Re: [RFC][PATCH] ring-buffer: Have nested events still record running time stamp

From: Steven Rostedt
Date: Thu Jun 25 2020 - 16:42:52 EST


On Thu, 25 Jun 2020 15:58:32 -0400 (EDT)
Mathieu Desnoyers <mathieu.desnoyers@xxxxxxxxxxxx> wrote:

> >> > if (ts != save_before) {
> >> > /* slow path - Was preempted between C and E */
> >> > /* The update to write_stamp could have overwritten the update to
> >> > * it by the preempting event,
> >>
> >> This sentence is hard to parse.
> >
> > Ah, that needs better wording: "An interrupt of this event could have
> > written to the write_stamp before this interrupt wrote to it.
>
> I would have though the part "before this interrupt wrote to it" would
> actually be "before this event wrote to it" (?) Am I confused ?

No, this is what I get for replying while in a meeting ;-)

Yes, it's "before this event".

>
> > Which
> > means this event could have made the write_stamp go backwards. Need to
> > put back the write stamp using the before stamp, as that can only be
> > updated by events that interrupt this current one."
> >
> >
> >>
> >> > but before and after should be
> >> > * the same for all completed top events */
> >> > after = local_read(write_stamp);
> >> > if (save_before > after)
> >> > local_cmpxchg(write_stamp, after, save_before);
> >>
> >> What is the type of write_stamp, and how does it work on 32-bit architectures
> >> with
> >> NMIs ?
> >>
> >
> > local64_cmpxchg(), I left it out of change log, as this is the
> > algorithm not all the details. See the patch for those ;-)
>
> I'm still concerned about local64 on 32-bit, as per my prior email.
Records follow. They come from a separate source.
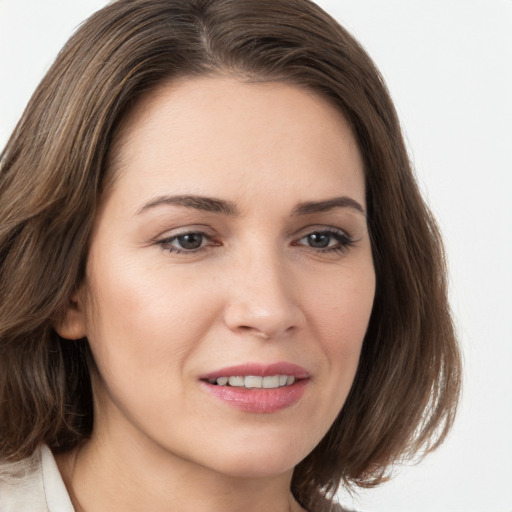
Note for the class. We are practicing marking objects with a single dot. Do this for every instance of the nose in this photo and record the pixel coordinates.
(263, 300)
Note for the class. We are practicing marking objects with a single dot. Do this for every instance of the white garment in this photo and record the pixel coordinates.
(33, 485)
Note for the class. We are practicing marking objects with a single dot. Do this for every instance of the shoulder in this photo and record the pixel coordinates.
(33, 485)
(21, 485)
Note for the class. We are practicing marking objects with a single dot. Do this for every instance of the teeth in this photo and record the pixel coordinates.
(236, 381)
(253, 381)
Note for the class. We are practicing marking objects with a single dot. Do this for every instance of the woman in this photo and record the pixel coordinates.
(220, 287)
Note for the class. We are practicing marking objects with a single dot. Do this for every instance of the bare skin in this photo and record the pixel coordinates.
(234, 233)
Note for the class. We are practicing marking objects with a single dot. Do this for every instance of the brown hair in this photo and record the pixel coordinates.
(53, 170)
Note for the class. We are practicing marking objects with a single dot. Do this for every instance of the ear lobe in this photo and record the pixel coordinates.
(71, 324)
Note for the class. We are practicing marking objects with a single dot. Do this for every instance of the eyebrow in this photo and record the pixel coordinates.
(327, 205)
(213, 205)
(207, 204)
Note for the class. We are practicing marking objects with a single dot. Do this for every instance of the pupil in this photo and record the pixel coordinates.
(191, 241)
(318, 240)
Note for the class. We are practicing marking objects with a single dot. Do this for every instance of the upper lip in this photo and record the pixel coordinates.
(259, 370)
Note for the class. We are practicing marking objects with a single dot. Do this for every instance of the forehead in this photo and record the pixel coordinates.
(229, 136)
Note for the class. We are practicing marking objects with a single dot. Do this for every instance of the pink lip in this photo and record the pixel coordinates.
(259, 370)
(256, 400)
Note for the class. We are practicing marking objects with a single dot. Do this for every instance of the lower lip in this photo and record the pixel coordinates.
(256, 400)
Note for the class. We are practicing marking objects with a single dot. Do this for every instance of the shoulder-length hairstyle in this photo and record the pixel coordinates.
(54, 168)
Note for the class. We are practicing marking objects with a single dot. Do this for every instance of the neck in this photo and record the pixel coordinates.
(120, 474)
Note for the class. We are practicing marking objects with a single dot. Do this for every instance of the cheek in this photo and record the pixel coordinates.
(143, 317)
(340, 315)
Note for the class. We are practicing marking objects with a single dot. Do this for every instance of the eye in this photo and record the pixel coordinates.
(326, 240)
(187, 242)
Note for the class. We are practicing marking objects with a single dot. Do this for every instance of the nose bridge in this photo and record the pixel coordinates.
(261, 299)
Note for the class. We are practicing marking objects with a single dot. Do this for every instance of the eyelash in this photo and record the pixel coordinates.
(344, 242)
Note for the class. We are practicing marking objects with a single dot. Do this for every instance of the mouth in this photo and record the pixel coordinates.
(258, 388)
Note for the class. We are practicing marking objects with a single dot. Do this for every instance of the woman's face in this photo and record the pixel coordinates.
(232, 246)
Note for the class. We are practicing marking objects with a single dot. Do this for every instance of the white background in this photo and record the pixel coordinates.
(448, 64)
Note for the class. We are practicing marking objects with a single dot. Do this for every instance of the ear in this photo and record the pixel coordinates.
(71, 324)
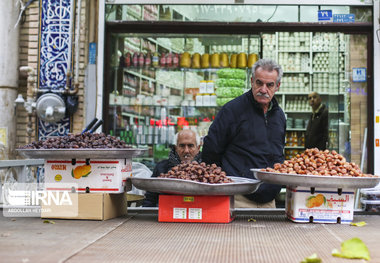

Yes. And I think we could make a local_time() wrapper of local_t to do
these updates for us. They don't need to be totally atomic, just appear
to be.

>
> >
> >> I'm not entirely sure to understand what this cmpxchg try to
> >> accomplish. Moreover, what happens if right after an interrupt nests
> >> between [C] and [E], another interrupt try to write into the buffer
> >> after before that cmpxchg ?
> >
> > We are just fixing up this events write into write_stamp. We only worry
> > about being interrupted between C and D, as then we set the write stamp
> > backward. But any interrupting event will also update the before time
> > stamp. That is, the before_stamp can only be the last time stamp of an
> > event that interrupted us here. By doing the cmpxchg, we only update
> > the write stamp to the before stamp of the last event to interrupt this
> > event and if the cmpxchg fails, that means another event came in and
> > updated it to its own time stamp which is what we want it to be!
>
> This seems to assume that before_stamp is always written to in a monotonic
> fashion except in this very specific corner-case. But what happens if this
> algorithm is interrupted between reading the clock() current time and
> writing to before_stamp ? This can happen both for the outer event and
> at various nesting levels as well. I'm concerned that this scenario
> would also cause before_stamp to go backwards, but would not be handled
> correctly.

For this version I'm using local64_t for before_stamp. I'll look into
other ways to update it for 32 bit. Sequence updates should be easy to
implement (if it hasn't already).


> >
> > The buffer would look like this:
> >
> > ----+------------------+------------------+------------------+----
> > ... | time 2 : event 2 | time ? : event 1 | time 3 : event 3 | ...
> > ----+------------------+------------------+------------------+----
> >
> >
> > What do you put in for event 1's time. It's time stamp is before time
> > 2, but the recorded event is after event 2. We can't use event 3 as a
> > time.
>
> I solve this by using cmpxchg instead of xadd for [C], and retry space
> reservation with a new timestamp. ;-)

Not if it breaks user space. 10 years ago I may have considered a
change like that, but not today.


>
> Can we have this scenario at an extra nesting level ? Basically
> we add an outermost event 0 at nesting level 0, and shift events 1, 2, 3
> to nesting levels 1, 2 in your scenario ? If it is possible, will the
> special-case handling it also trigger ?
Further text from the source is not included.